Читать книгу «Тьма в полдень» онлайн полностью📖 — Юрия Слепухина — MyBook.
image

А ровно год назад, когда она вернулась из Сочи, они с Люсей сидели на веранде вон того кафе, теперь заколоченного. Был жаркий солнечный день, с ветром, – еще ей в глаз попала соринка. Она тогда не захотела сразу с вокзала ехать домой, и они сидели с Люсей на веранде, ели мороженое и говорили о Сереже… Господи, неужели нет письма!

Этот вопрос бился у нее в голове все время, пока Таня ехала в трамвае, шла по бульвару Котовского, с колотящимся сердцем взбегала по тускло освещенной синими лампочками лестнице «дома комсостава». Писем действительно не оказалось.

Сразу обессилев, она опустилась на стоявшие в передней чемоданы. Потом ей вдруг пришло в голову, что письма могут быть у матери-командирши; она вскочила и выбежала на площадку. На звонок открыла соседка, – оказалось, что Зинаида Васильевна ушла проведать куму на Новый Форштадт и сказала, что там и заночует. Таня хотела спросить насчет писем, но не решилась, боясь сразу потерять последнюю надежду.

Соседка зазвала ее к себе, расспросила об окопных новостях, рассказала несколько свежих сплетен. Некоторые предприятия в городе уже начали эвакуироваться, по карточкам, кроме хлеба, ничего нет, беженцы из Западной Украины почти все поуехали, – уж у них-то чутье! От приглашения поужинать Таня отказалась, сказав, что прежде всего хочет выкупаться.

Она вернулась к себе, вошла в темную комнату с нежилым запахом пыли, на ощупь опустила маскировочные шторы и включила свет. Страшная тоска стиснула ее сердце. Как ни тяжело было там, в степи, но здесь она просто сойдет с ума. В одиночестве пустой квартиры, среди всех этих мелочей, каждая из которых была мучительным напоминанием…

Она присела к Дядисашиному письменному столу, опустив лицо в ладони, не в силах пошевелиться. Голова кружилась от усталости и была странно пустой – ни одной отчетливой мысли; на какой-то момент Тане показалось даже, что она впадает в полуобморочное состояние.

Она заставила себя встать, разобрала рюкзак, потом вышла в ванную и попробовала краны. К ее удивлению, была даже горячая вода. Она ополоснула пыльную ванну и оставила ее наполняться, у себя в комнате достала из шифоньера чистое белье, полотенца, зеленый монгольский халатик; нет, оставаться жить в окружении всех этих вещей было просто немыслимо.

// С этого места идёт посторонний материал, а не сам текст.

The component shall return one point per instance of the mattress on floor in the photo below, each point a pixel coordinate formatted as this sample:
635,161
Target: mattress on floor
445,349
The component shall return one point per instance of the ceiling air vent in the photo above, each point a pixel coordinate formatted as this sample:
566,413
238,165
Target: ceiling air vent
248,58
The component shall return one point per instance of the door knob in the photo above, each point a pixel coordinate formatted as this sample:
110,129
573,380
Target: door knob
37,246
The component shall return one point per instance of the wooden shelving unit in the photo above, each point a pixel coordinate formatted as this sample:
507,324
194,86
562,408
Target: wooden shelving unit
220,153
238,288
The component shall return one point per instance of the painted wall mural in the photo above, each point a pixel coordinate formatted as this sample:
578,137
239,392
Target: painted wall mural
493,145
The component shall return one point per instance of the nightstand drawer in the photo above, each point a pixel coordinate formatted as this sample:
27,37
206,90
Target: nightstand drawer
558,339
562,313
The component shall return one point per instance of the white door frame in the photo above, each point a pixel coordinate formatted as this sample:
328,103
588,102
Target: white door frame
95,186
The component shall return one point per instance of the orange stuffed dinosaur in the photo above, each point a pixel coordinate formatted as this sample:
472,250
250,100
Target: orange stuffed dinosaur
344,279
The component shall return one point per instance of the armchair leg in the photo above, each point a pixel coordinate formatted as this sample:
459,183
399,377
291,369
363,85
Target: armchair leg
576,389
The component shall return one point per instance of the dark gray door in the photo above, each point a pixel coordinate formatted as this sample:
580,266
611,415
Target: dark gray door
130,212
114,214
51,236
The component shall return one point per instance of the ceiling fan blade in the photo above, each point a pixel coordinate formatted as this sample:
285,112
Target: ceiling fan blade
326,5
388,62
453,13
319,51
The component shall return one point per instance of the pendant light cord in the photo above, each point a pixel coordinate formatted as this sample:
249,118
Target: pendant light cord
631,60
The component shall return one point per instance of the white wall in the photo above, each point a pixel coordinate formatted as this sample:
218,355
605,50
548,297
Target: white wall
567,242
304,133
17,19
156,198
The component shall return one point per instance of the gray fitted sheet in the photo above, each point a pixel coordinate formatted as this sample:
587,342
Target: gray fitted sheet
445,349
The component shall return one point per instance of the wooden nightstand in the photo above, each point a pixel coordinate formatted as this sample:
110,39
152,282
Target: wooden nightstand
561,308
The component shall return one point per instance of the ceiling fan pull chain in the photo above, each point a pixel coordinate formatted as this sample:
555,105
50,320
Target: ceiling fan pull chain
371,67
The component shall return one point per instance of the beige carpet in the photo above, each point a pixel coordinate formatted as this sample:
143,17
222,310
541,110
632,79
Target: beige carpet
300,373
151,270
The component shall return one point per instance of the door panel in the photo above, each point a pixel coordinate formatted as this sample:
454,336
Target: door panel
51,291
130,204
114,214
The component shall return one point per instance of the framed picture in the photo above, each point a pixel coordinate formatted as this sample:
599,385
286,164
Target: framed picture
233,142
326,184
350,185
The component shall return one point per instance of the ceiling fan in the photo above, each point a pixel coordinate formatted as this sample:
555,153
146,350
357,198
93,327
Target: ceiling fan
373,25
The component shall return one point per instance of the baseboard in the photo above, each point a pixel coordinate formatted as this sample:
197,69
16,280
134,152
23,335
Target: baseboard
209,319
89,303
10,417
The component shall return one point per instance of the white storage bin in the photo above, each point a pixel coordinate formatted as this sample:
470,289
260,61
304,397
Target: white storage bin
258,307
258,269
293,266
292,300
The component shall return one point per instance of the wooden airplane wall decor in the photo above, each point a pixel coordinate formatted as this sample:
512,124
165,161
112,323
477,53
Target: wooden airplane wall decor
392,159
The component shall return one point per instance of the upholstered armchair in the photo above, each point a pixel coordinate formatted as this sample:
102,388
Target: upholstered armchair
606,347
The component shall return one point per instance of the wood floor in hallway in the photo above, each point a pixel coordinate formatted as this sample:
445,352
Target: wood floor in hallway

И тут же ее наотмашь ударило воспоминание о главном – о немецких танках в Куприяновке. Растерянно она обвела глазами комнату и вдруг с ужасающей – до слабости в коленях – отчетливостью поняла, что ей теперь нечего думать о будущем, потому что этого «будущего» может просто не оказаться. «Между Куприяновкой и Семихаткой нет никаких заслонов», – сказал тот капитан. Откуда же им вдруг взяться между Семихаткой и Энском?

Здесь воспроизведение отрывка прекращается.